Union does **not** support the following as part of the standard Helm chart deployment:

- **Template or chart modifications**
- Editing the chart templates, adding new templates, or maintaining a fork.
- Kustomize overlays or custom manifests that significantly patch chart‑owned resources.

- **Undocumented/unintended values**
- Values that are not part of `values.yaml` or documented in README/examples.
- Relying on behavior that depends on internal implementation details rather than documented contracts.
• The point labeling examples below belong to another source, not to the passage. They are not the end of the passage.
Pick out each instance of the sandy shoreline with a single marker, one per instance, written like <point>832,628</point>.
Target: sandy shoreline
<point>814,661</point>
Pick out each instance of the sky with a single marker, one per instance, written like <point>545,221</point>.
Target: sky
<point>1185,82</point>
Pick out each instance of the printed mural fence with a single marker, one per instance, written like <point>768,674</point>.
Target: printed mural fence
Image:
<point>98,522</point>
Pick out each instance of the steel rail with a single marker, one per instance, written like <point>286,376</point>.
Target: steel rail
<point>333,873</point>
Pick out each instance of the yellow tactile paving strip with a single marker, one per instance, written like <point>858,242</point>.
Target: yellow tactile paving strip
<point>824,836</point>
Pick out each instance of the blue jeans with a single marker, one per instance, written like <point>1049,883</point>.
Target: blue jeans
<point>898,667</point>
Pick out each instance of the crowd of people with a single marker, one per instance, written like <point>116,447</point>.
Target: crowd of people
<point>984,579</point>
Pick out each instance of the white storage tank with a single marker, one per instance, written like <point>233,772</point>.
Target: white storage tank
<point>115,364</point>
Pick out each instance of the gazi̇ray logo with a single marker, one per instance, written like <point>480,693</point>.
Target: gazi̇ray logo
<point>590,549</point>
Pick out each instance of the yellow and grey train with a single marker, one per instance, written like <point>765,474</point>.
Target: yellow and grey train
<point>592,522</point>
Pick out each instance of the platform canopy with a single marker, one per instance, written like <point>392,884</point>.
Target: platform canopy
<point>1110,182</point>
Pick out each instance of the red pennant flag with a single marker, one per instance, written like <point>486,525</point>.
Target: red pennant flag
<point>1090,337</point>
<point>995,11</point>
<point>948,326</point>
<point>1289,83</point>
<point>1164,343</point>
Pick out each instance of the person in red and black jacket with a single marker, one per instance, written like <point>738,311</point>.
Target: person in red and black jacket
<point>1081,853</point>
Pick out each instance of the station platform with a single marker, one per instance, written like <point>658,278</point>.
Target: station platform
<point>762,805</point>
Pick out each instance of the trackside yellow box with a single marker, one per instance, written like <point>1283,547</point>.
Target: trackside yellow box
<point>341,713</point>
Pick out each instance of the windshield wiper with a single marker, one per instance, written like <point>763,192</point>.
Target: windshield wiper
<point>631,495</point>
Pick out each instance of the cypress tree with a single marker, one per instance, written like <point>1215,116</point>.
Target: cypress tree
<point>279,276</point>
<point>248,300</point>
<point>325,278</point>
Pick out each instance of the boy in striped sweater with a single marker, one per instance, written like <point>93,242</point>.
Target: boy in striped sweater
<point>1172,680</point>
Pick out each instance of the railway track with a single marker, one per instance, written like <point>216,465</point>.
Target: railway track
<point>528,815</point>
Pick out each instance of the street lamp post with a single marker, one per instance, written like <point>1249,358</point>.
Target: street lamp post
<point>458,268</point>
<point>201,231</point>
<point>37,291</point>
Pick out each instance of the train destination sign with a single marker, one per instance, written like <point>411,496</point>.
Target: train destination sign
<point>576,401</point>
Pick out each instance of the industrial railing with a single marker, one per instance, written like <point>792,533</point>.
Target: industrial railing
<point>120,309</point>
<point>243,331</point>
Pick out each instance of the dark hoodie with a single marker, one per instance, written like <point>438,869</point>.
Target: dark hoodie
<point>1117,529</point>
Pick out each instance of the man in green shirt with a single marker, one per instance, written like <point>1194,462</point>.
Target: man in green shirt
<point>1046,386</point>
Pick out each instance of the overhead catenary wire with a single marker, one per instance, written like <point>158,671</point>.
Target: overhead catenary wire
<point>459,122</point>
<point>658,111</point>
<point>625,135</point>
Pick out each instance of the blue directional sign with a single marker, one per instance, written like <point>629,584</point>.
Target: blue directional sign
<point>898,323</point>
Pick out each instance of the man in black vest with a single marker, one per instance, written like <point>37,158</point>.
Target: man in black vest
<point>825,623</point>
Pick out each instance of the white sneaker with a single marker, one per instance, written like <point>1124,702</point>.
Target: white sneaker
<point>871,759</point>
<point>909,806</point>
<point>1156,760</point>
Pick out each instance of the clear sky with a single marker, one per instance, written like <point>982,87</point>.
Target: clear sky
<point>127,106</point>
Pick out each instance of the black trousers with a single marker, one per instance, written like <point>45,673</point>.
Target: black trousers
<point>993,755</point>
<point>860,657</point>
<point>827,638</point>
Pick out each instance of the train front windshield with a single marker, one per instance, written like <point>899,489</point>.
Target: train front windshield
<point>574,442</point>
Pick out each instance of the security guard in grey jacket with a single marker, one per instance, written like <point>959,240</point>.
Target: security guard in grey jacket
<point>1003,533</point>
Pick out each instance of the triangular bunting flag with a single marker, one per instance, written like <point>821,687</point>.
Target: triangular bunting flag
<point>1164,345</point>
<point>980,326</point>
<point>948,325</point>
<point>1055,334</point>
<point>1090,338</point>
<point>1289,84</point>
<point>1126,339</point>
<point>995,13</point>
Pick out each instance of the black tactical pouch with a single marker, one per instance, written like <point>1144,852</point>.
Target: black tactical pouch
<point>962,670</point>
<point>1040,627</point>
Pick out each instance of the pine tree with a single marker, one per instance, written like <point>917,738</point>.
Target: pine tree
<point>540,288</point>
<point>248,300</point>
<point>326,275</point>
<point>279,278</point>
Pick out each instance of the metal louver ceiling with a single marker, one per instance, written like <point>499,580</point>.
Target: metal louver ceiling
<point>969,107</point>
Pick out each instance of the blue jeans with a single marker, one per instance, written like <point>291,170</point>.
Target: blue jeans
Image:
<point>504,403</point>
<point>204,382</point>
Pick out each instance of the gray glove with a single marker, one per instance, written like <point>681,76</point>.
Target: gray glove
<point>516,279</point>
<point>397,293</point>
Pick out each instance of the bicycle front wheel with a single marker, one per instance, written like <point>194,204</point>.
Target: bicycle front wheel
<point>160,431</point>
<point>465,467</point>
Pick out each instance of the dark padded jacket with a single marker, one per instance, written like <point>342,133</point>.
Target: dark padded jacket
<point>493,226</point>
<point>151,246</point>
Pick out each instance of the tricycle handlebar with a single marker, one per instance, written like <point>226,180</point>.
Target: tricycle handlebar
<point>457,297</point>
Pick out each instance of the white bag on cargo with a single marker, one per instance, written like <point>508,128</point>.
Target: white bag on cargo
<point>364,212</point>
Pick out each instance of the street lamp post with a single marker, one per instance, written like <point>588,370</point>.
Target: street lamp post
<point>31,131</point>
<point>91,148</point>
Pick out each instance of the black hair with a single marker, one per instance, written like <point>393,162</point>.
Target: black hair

- **Infrastructure or vendor issues**
- Diagnosing problems with:
- Cloud networking, load balancers, or DNS.
- Underlying storage systems or disk/volume provisioning.
- Kubernetes control plane components, CNIs, or CSIs.
- Serving as the primary interface between the customer and their cloud/vendor support.

- **Custom third‑party integrations**
- Installing and operating additional software in the cluster (for example service meshes, sidecar‑based logging agents, additional operators), unless explicitly documented as supported.

These items may be addressed through:

- A **paid professional services engagement**, and/or
- A **product feature request** that, once implemented, becomes exposed, documented, and supported as additional Helm values.

---

### 6. Customer Operational Readiness

To be eligible for a supported deployment, the customer must:

- **Have an identified K8s/cloud owner**
- A named **team or individual** responsible for:
- Making configuration changes in the cloud provider and Kubernetes cluster,
- Responding to environment‑level incidents,
- Carrying out required upgrades and remediations recommended by Union.

- **Have active vendor support**
- An **active support contract** with their:
- Cloud provider (AWS, GCP, Azure, OCI), or
- Kubernetes distro vendor (for on‑prem or metal clusters),
- So that infrastructure/vendor issues can be escalated and resolved outside of Union.

- **Accept the responsibility boundary**
- Acknowledge that:
- **Union** supports everything that can be configured in the Helm chart through documented values.
- **The customer** supports the Kubernetes fleet, cloud provider configuration, and infrastructure on which that chart runs.